Young doesn’t pound the ball or even have to penetrate in order to draw help and find an open man. Guys simply run the floor faster and cut into space harder, knowing he’ll hit them on the money if/when they get open. His kick aheads alone deserve to be nominated by the MacArthur Fellows Program. This brings us to a pair of his passes that, so far, are probably my two favorite of the entire season.

The first came a few days ago against Miami. Young was trapped high on the right wing and appeared to have his whole line of sight blocked, but a quick up-fake lifted Bam Adebayo off his feet and out of position. Young then pivoted middle and, using his left arm, fired a blind cannon at Omari Spellman who was standing in the weak-side corner. The ball must've traveled at least 35 feet before it arrived in Spellman's shot pocket a split second before the defense’s rotation.

Words don’t do this pass justice. It’s something only a prodigy would think of, and immediately makes you fantasize about the realms of Young’s potential that have yet to be realized. He’ll never shoot as well as Steph Curry, but he already has the same range. Mix that with an unselfishly inventive approach to commanding Atlanta’s offense and it’s not insane to think he can lead the league in assists and scoring some day—the former is a borderline guarantee.
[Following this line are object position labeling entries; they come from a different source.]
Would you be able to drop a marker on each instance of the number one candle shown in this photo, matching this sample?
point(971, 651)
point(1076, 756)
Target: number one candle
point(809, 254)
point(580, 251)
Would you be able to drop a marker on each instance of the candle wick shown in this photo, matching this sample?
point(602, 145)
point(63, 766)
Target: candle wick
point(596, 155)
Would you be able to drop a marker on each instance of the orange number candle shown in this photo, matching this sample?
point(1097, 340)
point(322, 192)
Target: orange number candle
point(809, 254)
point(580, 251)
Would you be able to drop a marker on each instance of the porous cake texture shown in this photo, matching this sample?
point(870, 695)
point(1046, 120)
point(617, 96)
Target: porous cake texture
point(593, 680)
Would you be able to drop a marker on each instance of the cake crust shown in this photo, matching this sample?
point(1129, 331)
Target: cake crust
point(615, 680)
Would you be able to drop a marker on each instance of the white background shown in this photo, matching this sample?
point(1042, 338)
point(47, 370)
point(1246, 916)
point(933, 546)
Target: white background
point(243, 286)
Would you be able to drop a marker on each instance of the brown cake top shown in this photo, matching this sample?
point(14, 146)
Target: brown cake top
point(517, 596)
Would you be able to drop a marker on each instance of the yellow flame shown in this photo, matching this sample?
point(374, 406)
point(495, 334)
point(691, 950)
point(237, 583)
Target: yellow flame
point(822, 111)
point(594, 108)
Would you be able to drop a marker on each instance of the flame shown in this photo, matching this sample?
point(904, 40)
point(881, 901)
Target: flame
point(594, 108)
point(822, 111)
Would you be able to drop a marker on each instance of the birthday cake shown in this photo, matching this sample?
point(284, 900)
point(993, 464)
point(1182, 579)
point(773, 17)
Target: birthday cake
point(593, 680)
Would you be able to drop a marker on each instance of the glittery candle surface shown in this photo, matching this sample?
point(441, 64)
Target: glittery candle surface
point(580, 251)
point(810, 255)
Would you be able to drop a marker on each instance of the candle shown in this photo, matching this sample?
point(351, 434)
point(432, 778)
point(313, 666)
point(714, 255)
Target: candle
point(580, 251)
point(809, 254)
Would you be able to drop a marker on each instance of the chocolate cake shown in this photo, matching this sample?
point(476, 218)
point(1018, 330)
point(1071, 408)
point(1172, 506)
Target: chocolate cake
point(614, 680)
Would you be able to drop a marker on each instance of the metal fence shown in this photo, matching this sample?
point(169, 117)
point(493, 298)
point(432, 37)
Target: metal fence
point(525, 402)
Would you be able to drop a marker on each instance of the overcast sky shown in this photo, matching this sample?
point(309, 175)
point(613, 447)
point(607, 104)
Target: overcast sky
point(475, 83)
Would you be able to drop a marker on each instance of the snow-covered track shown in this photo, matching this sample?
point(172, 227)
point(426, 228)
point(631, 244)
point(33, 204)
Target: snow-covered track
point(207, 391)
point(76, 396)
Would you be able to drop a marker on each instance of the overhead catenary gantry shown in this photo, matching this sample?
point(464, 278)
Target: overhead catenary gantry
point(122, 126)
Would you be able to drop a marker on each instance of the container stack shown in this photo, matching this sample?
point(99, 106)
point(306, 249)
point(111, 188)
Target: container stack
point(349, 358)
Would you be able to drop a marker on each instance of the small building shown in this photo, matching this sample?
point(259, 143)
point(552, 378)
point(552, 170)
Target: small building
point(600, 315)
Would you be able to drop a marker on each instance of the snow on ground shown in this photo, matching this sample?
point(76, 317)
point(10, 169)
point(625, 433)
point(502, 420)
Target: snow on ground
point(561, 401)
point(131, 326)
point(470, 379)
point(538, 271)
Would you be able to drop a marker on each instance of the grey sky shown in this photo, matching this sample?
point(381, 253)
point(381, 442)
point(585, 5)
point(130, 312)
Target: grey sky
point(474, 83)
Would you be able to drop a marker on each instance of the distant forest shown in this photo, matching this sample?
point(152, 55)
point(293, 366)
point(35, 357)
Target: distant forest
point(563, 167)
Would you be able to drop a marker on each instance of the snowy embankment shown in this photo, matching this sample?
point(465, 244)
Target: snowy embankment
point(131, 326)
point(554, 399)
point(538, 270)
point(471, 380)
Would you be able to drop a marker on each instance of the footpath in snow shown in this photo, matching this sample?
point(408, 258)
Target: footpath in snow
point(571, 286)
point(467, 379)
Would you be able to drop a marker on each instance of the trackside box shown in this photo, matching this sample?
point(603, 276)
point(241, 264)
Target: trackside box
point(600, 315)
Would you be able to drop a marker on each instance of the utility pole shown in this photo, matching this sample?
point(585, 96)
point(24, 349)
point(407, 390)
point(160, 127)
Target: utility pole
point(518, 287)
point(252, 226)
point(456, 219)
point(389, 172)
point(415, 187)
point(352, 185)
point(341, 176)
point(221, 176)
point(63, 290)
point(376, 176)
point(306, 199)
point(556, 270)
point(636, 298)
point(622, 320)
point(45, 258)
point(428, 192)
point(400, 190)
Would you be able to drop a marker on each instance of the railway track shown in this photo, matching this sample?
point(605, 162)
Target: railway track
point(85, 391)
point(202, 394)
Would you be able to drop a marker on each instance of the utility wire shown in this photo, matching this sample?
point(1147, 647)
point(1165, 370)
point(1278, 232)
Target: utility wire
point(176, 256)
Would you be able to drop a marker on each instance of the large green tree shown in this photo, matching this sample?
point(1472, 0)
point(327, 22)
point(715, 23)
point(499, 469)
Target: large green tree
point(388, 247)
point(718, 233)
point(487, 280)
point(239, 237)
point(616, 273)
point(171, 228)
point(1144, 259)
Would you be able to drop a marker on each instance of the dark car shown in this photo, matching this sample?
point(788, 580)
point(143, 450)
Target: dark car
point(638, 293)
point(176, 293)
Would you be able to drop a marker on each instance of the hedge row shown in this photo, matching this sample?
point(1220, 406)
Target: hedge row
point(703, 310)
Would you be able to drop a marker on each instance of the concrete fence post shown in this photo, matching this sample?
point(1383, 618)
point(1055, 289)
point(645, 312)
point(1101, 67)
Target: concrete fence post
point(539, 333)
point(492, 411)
The next pass came during a nationally televised game against Luka Doncic and the Dallas Mavericks. (For the record, even before Atlanta uses the future pick Dallas gave them to move up on draft night, it appears both teams won that trade!). Young rebounds a missed three, takes two dribbles, then whips a one-handed line drive at Taurean Prince as he streaks up the left sideline. A corner three is essentially created out of thin air!